Existen diversas teorías sobre el origen de esta danza. Una leyenda cuenta que durante el periodo Shoo (1288-1293), los monjes la realizaban como una danza para celebrar las buenas cosechas. Otra versión sugiere que, tras la caída del señor del castillo de Nishimamonai al final del periodo Sengoku, los vasallos y la población local danzaban para consolar a las almas de los difuntos. A través de los siglos, la danza se consolidó como una expresión cultural esencial de la región. Incluso en la era Meiji, el famoso poeta haiku Katō Hekigotō documentó la belleza estética de este evento en sus escritos.
Lo más impresionante es el vestuario y el maquillaje de los bailarines. Especialmente en el estilo llamado 'Mojo Odori', los participantes bailan con un maquillaje distintivo que crea una atmósfera de serenidad y misterio. El sonido del shamisen y el ritmo único del 'chakkirako' intensifican la atmósfera del festival. Bajo la luz de los farolillos, las figuras de los bailarines parecen emerger de otro mundo, ofreciendo un espectáculo visual de una belleza sobrecogedora.

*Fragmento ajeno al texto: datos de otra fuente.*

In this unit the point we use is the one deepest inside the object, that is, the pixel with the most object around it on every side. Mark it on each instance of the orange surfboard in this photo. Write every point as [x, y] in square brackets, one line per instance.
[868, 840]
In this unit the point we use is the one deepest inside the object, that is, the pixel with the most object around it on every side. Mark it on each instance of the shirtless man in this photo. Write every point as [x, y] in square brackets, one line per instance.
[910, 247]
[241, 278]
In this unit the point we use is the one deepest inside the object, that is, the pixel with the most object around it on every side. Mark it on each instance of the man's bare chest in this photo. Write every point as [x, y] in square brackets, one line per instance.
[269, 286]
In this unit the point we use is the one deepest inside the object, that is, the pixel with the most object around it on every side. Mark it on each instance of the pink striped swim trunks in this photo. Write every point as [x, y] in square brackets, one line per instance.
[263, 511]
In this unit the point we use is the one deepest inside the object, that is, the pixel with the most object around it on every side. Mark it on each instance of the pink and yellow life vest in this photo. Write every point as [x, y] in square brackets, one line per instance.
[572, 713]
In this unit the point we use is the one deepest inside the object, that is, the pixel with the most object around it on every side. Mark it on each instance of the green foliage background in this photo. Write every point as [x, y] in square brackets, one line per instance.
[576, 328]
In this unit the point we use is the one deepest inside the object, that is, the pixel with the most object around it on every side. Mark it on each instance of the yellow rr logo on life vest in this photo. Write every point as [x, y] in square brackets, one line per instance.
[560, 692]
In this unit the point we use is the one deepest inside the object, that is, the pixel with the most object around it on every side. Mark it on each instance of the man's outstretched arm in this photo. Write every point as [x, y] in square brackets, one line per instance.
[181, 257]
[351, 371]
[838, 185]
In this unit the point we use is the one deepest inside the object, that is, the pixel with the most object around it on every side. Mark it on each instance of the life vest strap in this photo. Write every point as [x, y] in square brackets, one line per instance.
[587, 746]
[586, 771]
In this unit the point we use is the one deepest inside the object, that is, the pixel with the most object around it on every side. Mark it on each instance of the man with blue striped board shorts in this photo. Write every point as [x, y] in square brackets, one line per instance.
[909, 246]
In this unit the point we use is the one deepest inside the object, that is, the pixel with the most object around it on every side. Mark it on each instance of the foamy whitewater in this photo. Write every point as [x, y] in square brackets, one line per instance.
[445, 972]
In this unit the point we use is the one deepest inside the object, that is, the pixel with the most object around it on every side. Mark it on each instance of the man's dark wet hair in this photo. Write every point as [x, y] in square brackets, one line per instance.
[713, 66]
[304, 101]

El festival se celebra principalmente a mediados de agosto (por ejemplo, los días 16 y 18). Al ser un evento nocturno, el momento más espectacular es desde el atardecer hasta la noche, cuando el calor del día disminuye. A medida que la oscuridad se profundiza, la luz de los farolillos resalta el maquillaje de los bailarines, alcanzando el clímax de la atmósfera festiva y mágica bajo la brisa fresca del verano.
Desde las áreas de observación, podrá disfrutar de cerca los movimientos de los bailarines y la música en vivo del shamisen. Dejarse llevar por el ritmo tradicional y compartir la energía del festival con la gente local es una experiencia única. Preste atención a la precisión de los movimientos de manos y pies para comprender la profundidad de esta tradición.
La zona de Nishimamonai cuenta con hermosos paisajes y construcciones históricas. Además, puede combinar su visita con la exploración de la rica cultura gastronica de Tsuroka o la visita a templos y santuarios cercanos, permitiéndole diseñar una ruta turística completa por la región de Tohoku.
Al ser un evento al aire libre durante el verano, se recomienda ropa ligera y transpirable. Dado que la temperatura puede bajar al anochecer, es útil llevar una prenda ligera para cubrirse. Por respeto a los espectadores, asegúrese de no obstruir la vista de otros al tomar fotografías. Se recomienda calzado cómodo para caminar por terrenos que pueden no estar pavimentados. Es importante llevar dinero en efectivo para los puestos de comida y productos locales.